Leur fils Matthew vient de fêter ses deux ans. Il dort déjà dans sa chambre.
Ils sont serrés dans les bras l'un de l'autre. Mais elle le sent distant.
- Logan ? Ça ne va pas ?
- Non, rien. Tout va très bien. Excuse-moi. J'avais la tête ailleurs. Le boulot.
- Dis donc pas très loquace, ce soir. Je te voyais les yeux dans le vague pendant l'anniversaire de ton fils. Une affaire qui te pose problème ?
- Oui, c'est ça. Mais sans grand intérêt.
Il retire son bras de sous sa tête et se lève dans le noir pour s'approcher de la fenêtre. Sans la regarder, les yeux toujours rivés sur l'obscurité de la ville.
- Tu es heureuse Veronica ?
Elle se redresse dans le lit.
- Logan ? Qu'est-ce qui se passe ? Bien sûr que je suis heureuse. Pourquoi me demandes-tu ça ?
- Tu as changé. Tu deviens sociable, tu m'écoutes, tu...
- Mais de quoi parles-tu? Je fais des efforts c'est tout, pour m'intégrer et me conformer à la norme.
- Mais depuis quand la norme est-elle devenue ta référence V ? Depuis quand le monde qui t'entoure est-il devenu tout rose et tout beau ?
- Et ça ne te plait pas ? Logan, j'ai tout fait pour que tu n'ais plus à craindre pour ma vie, j'ai décidé de la prendre en main, de devenir aussi parfaite que je peux l'être. Je veux être une bonne mère, une bonne épouse, une bonne maîtresse et voilà tout. Je ne veux plus te décevoir, ajouta-t-elle en passant ses bras autour de sa taille et en se plaquant dans son dos.
- Mais je ne t'ai jamais demandé ça V. Je n'ai jamais voulu d'un robot, je te veux toi avec tes imperfections et tes coups de gueule.
- Quoi, tu te plains parce que je ne te contredis plus ? Parce que maintenant nous ne nous disputons plus ?
- Non, tu as raison, je suis fatigué, je déraille. Viens là plus près, viens...
Il la porte jusqu'au lit et l'allonge sous lui. Elle est si belle avec ses mèches blondes encadrant son visage où brillent des magnifiques yeux bleus. Une vraie poupée, une femme parfaite.
Mais pourquoi ce manque qu'il ressent au creux du ventre ?
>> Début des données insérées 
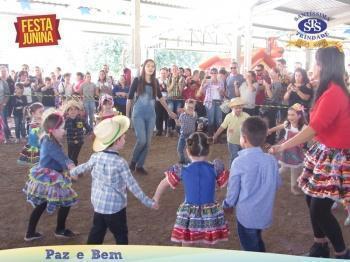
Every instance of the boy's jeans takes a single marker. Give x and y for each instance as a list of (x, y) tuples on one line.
[(181, 148), (214, 115), (19, 127), (250, 239), (89, 107)]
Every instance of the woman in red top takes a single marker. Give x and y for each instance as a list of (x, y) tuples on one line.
[(326, 174)]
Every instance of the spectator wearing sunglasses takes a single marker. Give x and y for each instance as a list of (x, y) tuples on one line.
[(233, 77)]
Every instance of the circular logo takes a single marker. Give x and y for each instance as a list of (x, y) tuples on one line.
[(312, 25)]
Pour ne plus penser, il l'embrasse et commence à la caresser jusqu'à ce que son corps prenne le gouvernail de son esprit et que ses sens lui fassent taire ses maudites pensées.
(...)
Désormais habillé, il sort la planche de sa chaussette protectrice et s'engage sur l'escalier de bois. Les lattes craquent sous ses pas et il croise deux surfeurs qui remontent vers la route. Il les salue de la tête, entre initiés.
Il apprécie le contact du sable sous ses pieds nus. La réminiscence d'une période si proche temporellement et pourtant si loin émotionnellement. Le vent s'engouffre dans ses cheveux, rafraîchit la morsure du soleil sur sa peau. L'eau devrait être à bonne température. D'après ce que lui a dit le vendeur à la boutique, il lui reste encore environ deux heures avant que le vent ne tourne et n'empêche les vagues de former les rouleaux qui l'emmèneront à des lieues de ses soucis présents. Mais est-il vraiment là pour ça ?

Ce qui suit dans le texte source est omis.